Burning in effigy. Kissing the picture of one’s beloved. That is obviously not based on the belief that it will have some specific effect on the object which the picture represents. It aims at satisfaction and achieves it. Or rather: it aims at nothing at all; we just behave this way and then we feel satisfied.


One could also kiss the name of one’s beloved, and here it would be clear that the name was being used as a substitutes.


The same savage, who stabs the picture of his enemy apparently in order to kill him, really builds his hut out of wood and carves his arrow skillfully and not in effigy.

(...)
How could fire or the similarity of fire to the sun have failed to make an impression on the awakening mind of man? But perhaps not “because he can’t explain it” (the foolish superstition of our time)--for will an explanation make it less impressive?
(...)
Nothing is so difficult as doing justice to the facts.
(...)

I believe that the characteristic feature of primitive man is that he does not act from opinions (contrary to Frazer).
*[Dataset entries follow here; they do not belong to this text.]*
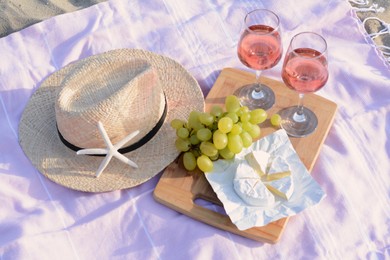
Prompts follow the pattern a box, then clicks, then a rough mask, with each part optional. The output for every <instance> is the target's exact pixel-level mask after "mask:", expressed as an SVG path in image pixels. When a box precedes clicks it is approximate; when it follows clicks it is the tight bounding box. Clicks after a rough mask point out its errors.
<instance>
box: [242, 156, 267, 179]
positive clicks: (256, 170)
mask: <svg viewBox="0 0 390 260" xmlns="http://www.w3.org/2000/svg"><path fill="white" fill-rule="evenodd" d="M269 157H270V154H269V153H267V152H264V151H261V150H259V151H253V152H250V153H248V154H246V155H245V160H246V161H247V162H248V163H249V165H250V166H252V168H253V169H255V171H256V172H257V173H258V174H259V175H260V176H264V175H265V172H266V169H267V166H268V160H269Z"/></svg>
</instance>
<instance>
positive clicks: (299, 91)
mask: <svg viewBox="0 0 390 260" xmlns="http://www.w3.org/2000/svg"><path fill="white" fill-rule="evenodd" d="M316 57H317V59H316ZM282 78H283V81H284V82H285V83H286V85H287V86H288V87H289V88H291V89H293V90H296V91H298V92H299V93H309V92H315V91H317V90H319V89H320V88H322V87H323V86H324V85H325V83H326V82H327V80H328V69H327V60H326V57H325V56H321V53H319V52H318V51H316V50H313V49H310V48H299V49H296V50H294V51H292V52H290V53H289V55H288V57H286V60H285V64H284V69H283V73H282Z"/></svg>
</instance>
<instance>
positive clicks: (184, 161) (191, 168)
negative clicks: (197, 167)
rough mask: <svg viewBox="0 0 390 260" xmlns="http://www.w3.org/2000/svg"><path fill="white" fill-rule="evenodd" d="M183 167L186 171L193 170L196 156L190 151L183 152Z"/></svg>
mask: <svg viewBox="0 0 390 260" xmlns="http://www.w3.org/2000/svg"><path fill="white" fill-rule="evenodd" d="M183 164H184V168H186V170H187V171H193V170H195V168H196V158H195V155H194V154H193V153H192V152H185V153H184V155H183Z"/></svg>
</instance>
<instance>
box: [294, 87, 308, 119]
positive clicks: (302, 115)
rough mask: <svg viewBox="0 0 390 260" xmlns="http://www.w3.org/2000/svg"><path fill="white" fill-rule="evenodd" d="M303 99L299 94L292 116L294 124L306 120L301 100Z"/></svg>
mask: <svg viewBox="0 0 390 260" xmlns="http://www.w3.org/2000/svg"><path fill="white" fill-rule="evenodd" d="M304 97H305V94H303V93H299V99H298V107H297V111H296V112H295V114H294V120H295V121H296V122H304V121H305V120H306V116H305V114H304V112H303V99H304Z"/></svg>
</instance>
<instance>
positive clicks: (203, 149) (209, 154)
mask: <svg viewBox="0 0 390 260" xmlns="http://www.w3.org/2000/svg"><path fill="white" fill-rule="evenodd" d="M199 149H200V151H201V152H202V153H203V154H204V155H207V156H209V157H213V156H215V155H216V154H218V150H217V148H215V146H214V144H213V143H210V142H201V143H200V146H199Z"/></svg>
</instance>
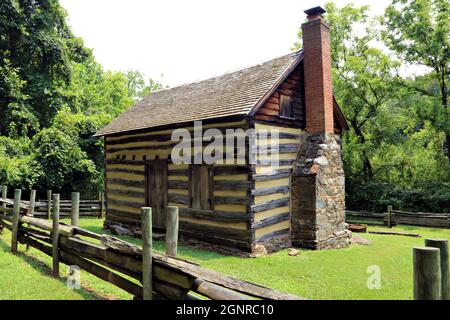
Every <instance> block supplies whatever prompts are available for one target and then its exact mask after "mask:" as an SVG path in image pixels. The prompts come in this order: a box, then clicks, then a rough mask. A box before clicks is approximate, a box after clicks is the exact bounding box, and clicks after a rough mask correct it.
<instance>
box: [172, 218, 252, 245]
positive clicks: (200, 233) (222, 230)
mask: <svg viewBox="0 0 450 320" xmlns="http://www.w3.org/2000/svg"><path fill="white" fill-rule="evenodd" d="M180 230H181V231H185V230H188V231H190V232H193V231H196V232H198V233H200V234H202V236H203V235H213V236H214V237H222V238H231V239H236V240H241V241H249V239H250V232H249V231H248V230H246V229H233V228H229V227H228V228H227V227H226V225H223V226H220V227H217V226H211V225H206V224H200V223H192V222H188V221H183V220H180Z"/></svg>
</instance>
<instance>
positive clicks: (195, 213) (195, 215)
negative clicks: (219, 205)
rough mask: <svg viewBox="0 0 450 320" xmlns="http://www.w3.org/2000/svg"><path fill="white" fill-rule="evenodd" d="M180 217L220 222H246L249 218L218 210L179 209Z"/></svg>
mask: <svg viewBox="0 0 450 320" xmlns="http://www.w3.org/2000/svg"><path fill="white" fill-rule="evenodd" d="M179 213H180V216H182V217H188V218H196V219H205V220H212V221H220V222H229V223H230V222H247V221H249V219H250V218H251V216H250V215H249V214H248V213H239V212H231V211H218V210H199V209H190V208H182V209H179Z"/></svg>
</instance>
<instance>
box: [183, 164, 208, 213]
mask: <svg viewBox="0 0 450 320" xmlns="http://www.w3.org/2000/svg"><path fill="white" fill-rule="evenodd" d="M213 194H214V167H213V166H211V165H204V164H192V165H190V166H189V199H190V201H189V202H190V208H192V209H201V210H212V209H213V208H214V203H213V202H214V195H213Z"/></svg>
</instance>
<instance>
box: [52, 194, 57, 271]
mask: <svg viewBox="0 0 450 320" xmlns="http://www.w3.org/2000/svg"><path fill="white" fill-rule="evenodd" d="M58 242H59V194H57V193H55V194H54V195H53V228H52V257H53V276H54V277H59V250H58Z"/></svg>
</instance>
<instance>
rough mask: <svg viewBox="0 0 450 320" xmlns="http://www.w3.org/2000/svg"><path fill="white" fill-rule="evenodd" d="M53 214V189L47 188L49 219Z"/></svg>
mask: <svg viewBox="0 0 450 320" xmlns="http://www.w3.org/2000/svg"><path fill="white" fill-rule="evenodd" d="M51 214H52V190H47V219H50V216H51Z"/></svg>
I read, among many similar examples, of a Rain-King in Africa to whom the people pray for rain when the rainy period comes. But surely that means that they do not really believe that he can make it rain, otherwise they would do it in the dry periods of the year in which the land is “a parched and arid desert”. For if one assumes that the people formerly instituted this office of Rain-King out of stupidity, it is nevertheless certainly clear that they had previously experienced that the rains begin in March, and then they would have had the Rain-King function for the other part of the year. Or again: toward morning, when the sun is about to rise, rites of daybreak are celebrated by the people, but not during the night, when they simply burn lamps.
(...)

It was not a trivial reason, for really there can have been no reason, that prompted certain races of mankind to venerate the oak tree, but only the fact that they and the oak were united in a community of life, and thus that they arose together not by choice, but rather like the flea and the dog. (If fleas developed a rite, it would be based on the dog.)